Kann dieses Erleben jemals der Online-Buchhandel oder das Downloaden von Texten vermitteln?

Einen Buchladen zu betreten, zwischen den Regalen herumzustöbern, das ein oder andere Buch fast liebevoll zur Hand nehmen. Es fühlen. Der fast intime Moment, wenn man es aufschlägt, den Duft frischen Papiers und Druckerschwärze inhaliert – Warnhinweis – Das Konsumieren eines Printwerkes kann zu erheblichen gesundheitlichen Schäden führen – In ihm blättern und vielleicht ein paar Passagen lesen. Es zurückstellen ins Regal oder zur Kasse gehen, es schließlich nach Hause tragen und in musevollen Stunden in ihm versinken.
Dies und vieles mehr, das mir das Medium „Buch“ vermittelt, werde ich mir nie nehmen lassen. Daher kann mir nie eine andere Darbietungsform diese für mich wichtigste Erfindung der Menschheit, den Buchdruck, ersetzen.

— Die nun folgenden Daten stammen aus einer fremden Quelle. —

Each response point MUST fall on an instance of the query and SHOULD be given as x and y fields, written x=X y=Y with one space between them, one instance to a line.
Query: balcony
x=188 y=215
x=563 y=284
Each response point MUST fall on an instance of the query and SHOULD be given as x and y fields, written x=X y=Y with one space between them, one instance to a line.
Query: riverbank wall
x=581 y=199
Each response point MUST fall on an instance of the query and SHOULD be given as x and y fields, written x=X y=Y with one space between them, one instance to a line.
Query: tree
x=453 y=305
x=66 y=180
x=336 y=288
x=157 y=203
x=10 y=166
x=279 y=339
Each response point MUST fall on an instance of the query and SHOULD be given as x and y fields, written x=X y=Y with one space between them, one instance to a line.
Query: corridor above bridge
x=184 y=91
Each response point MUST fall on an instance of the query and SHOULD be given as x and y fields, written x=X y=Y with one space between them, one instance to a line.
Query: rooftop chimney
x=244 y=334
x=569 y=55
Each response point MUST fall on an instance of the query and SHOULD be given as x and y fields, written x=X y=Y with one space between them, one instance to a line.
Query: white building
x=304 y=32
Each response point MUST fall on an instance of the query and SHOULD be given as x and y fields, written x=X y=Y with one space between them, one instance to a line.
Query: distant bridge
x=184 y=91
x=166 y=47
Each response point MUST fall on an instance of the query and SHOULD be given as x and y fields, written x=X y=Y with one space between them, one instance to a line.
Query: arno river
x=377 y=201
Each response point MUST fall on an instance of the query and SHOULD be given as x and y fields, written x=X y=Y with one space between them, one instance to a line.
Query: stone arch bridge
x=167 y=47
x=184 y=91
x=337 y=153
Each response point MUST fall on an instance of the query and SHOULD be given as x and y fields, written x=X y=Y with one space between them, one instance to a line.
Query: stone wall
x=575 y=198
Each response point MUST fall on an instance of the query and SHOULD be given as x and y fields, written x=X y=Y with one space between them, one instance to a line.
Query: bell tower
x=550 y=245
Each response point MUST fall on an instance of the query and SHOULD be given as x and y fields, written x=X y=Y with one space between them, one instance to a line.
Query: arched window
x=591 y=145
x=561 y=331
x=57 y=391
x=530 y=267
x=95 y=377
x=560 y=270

Ich möchte noch mal ergänzen:
Ich stelle mich gewiss nicht gegen technische Entwicklungen. Friste kein zurückgezogenenes Einsiedlerdasein in der Welt technischer Neuheiten. Was ich hingegen anklage, ist der Verlust des differenzierten Denkens. Der Entmündigung, der wir uns unterwerfen, ohne es zu merken. Was wir brauchen, entscheiden nicht mehr wir. Was uns ein schöneres, interessanteres und facettenreicheres Leben bereiten soll, ist nichts als Kommerz und das gezielte in Ketten des Konsumterrors schlagen. Das wichtigste Gut des Menschen jedoch ist der Verstand. Die größte Freiheit ist die des freien Denkens. Und die ist in Gefahr.